И Бог отводит от шахтеров последнюю беду, потому что «Бог не Тимошка», он видит, как они тратятся душой и Ему обидно за шахтеров, которые, может, верить особо не верят, но и от того, во что не верят, не спешат отказываться, потому что не зря матери в детстве шептали им, что Христос впереди, а Богородица сбоку.
Книжка вышла яростная, бесчеловечная, как нынешние время и судьба, так что прочитай ее перед Госдумой и Радой и они самораспустятся от стыда – как эти зло, человеческое поругание и неправда возможны в наше такое «свободное и гуманное время»? Это уже и не литература, не текст а кусок страдающего сердца автора и читателя, и тут сквозь бои, кровь, ложь, беду и страдание, слышно то же мучительное: Господи, сделай так, чтобы ты был, чтобы была еще возможна высшая правда и ответственность.

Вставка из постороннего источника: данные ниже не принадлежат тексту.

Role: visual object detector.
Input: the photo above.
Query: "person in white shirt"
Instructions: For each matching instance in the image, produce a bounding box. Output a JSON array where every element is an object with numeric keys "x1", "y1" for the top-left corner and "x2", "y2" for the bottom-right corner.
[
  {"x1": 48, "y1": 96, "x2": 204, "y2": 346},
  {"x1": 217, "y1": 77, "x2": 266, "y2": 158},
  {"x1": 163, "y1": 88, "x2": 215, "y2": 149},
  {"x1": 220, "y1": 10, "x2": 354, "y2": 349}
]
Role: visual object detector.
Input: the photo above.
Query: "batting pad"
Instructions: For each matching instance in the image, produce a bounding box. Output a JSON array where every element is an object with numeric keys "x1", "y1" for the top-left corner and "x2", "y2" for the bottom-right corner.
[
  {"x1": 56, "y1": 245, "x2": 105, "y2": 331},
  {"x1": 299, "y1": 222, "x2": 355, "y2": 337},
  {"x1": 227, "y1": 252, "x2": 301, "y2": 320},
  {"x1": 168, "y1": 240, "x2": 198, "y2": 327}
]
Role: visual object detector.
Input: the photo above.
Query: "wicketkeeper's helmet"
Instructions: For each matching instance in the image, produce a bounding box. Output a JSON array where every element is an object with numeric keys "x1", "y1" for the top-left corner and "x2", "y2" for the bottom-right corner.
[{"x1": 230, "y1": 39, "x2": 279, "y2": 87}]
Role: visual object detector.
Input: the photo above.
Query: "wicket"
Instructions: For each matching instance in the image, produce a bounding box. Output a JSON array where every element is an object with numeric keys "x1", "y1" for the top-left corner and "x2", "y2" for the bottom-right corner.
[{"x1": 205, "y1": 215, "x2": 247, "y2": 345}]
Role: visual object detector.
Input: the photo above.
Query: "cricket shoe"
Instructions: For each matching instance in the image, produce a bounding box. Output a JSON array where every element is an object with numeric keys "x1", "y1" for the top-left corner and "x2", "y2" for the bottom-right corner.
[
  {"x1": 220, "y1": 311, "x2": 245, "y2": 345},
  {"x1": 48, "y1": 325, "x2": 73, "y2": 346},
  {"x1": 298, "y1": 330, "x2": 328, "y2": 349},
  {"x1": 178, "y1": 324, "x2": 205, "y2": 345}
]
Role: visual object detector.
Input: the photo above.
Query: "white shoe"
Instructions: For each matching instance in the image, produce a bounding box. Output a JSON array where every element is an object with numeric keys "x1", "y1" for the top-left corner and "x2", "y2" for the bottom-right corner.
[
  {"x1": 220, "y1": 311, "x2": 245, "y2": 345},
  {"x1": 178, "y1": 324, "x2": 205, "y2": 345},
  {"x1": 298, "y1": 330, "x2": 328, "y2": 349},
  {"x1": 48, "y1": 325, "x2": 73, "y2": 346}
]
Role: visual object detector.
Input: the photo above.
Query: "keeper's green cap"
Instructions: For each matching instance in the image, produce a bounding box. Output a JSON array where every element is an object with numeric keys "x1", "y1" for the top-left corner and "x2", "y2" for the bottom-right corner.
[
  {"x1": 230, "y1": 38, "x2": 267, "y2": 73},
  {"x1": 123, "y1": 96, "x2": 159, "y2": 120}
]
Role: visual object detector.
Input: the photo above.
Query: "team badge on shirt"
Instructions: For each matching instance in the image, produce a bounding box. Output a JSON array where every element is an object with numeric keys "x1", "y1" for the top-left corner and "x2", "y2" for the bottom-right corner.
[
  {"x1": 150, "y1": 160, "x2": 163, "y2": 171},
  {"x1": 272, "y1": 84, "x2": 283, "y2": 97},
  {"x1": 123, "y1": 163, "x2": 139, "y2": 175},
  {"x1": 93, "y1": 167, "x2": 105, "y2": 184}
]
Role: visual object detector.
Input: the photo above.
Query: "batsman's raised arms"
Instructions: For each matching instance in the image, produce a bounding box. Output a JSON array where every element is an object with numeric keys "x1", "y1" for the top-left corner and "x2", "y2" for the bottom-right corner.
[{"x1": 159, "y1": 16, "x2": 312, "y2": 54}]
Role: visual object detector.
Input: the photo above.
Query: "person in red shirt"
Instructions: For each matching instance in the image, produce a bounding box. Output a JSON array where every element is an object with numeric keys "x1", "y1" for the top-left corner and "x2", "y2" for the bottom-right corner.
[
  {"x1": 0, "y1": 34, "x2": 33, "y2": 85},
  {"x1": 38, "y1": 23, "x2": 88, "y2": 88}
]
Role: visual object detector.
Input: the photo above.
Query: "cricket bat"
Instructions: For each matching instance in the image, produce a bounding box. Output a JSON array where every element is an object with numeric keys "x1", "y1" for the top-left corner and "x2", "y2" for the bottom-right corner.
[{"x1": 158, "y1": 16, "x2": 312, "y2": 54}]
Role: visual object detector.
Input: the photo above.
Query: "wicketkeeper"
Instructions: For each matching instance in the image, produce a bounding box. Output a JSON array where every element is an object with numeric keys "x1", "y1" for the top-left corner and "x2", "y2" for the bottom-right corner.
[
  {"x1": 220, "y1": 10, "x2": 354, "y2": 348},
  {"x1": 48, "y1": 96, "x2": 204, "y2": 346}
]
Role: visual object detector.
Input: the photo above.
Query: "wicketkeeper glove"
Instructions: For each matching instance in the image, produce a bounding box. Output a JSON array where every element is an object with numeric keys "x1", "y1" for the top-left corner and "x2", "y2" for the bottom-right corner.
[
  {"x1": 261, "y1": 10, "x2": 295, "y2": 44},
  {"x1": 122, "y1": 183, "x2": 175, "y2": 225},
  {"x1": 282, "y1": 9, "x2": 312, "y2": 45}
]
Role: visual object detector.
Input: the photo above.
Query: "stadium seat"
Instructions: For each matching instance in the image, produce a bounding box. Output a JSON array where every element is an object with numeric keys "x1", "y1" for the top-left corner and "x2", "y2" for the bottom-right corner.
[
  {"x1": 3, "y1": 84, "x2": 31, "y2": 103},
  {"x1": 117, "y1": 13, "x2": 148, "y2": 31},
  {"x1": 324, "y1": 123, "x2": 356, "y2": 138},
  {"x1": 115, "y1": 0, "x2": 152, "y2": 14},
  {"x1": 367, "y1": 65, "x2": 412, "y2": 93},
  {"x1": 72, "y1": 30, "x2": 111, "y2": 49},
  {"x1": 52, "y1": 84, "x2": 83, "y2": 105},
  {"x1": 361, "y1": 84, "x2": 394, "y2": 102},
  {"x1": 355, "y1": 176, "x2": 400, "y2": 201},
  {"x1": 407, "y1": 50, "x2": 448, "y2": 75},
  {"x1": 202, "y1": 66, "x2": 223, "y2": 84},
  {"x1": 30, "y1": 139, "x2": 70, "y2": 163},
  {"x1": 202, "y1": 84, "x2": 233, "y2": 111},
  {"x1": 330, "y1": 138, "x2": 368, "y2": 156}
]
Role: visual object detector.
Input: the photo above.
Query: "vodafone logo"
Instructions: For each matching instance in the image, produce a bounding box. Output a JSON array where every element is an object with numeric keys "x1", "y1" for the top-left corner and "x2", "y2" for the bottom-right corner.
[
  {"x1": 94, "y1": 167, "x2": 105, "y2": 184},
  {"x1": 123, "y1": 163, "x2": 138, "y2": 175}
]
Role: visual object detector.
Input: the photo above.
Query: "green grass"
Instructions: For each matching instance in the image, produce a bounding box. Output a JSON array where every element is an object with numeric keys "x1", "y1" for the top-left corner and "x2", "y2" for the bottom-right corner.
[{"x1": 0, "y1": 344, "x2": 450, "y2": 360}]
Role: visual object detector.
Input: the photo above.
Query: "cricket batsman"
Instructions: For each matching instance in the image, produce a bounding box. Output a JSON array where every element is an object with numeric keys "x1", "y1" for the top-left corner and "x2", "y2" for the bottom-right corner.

А иначе останутся один пустые соглашения, голова в кустах, зло без границ, конец истории и нравственная смерть Украины и России, как живого единого перед Богом народа. И у них, как и у нас, с той и другой стороны: выбор, выбор. Сделай так, чтобы «список был один» и чтобы не было смерти и тогда возможно не будет и неправды, потому что ей некуда будет спрятаться от небесного света
Все три книги – три письма Богу о нас. И литература опять без страха глядит с князем Андреем в Аустерлицкое небо и принимает на себя ответственность за человечество и Лев Николаевич все крепит наше сердце и все живет посреди нас и все так же требовательно ищет миру ясности и правды.
Нет, спор нынче идет не схоластический. Литература, как всегда, слышит проблему первой.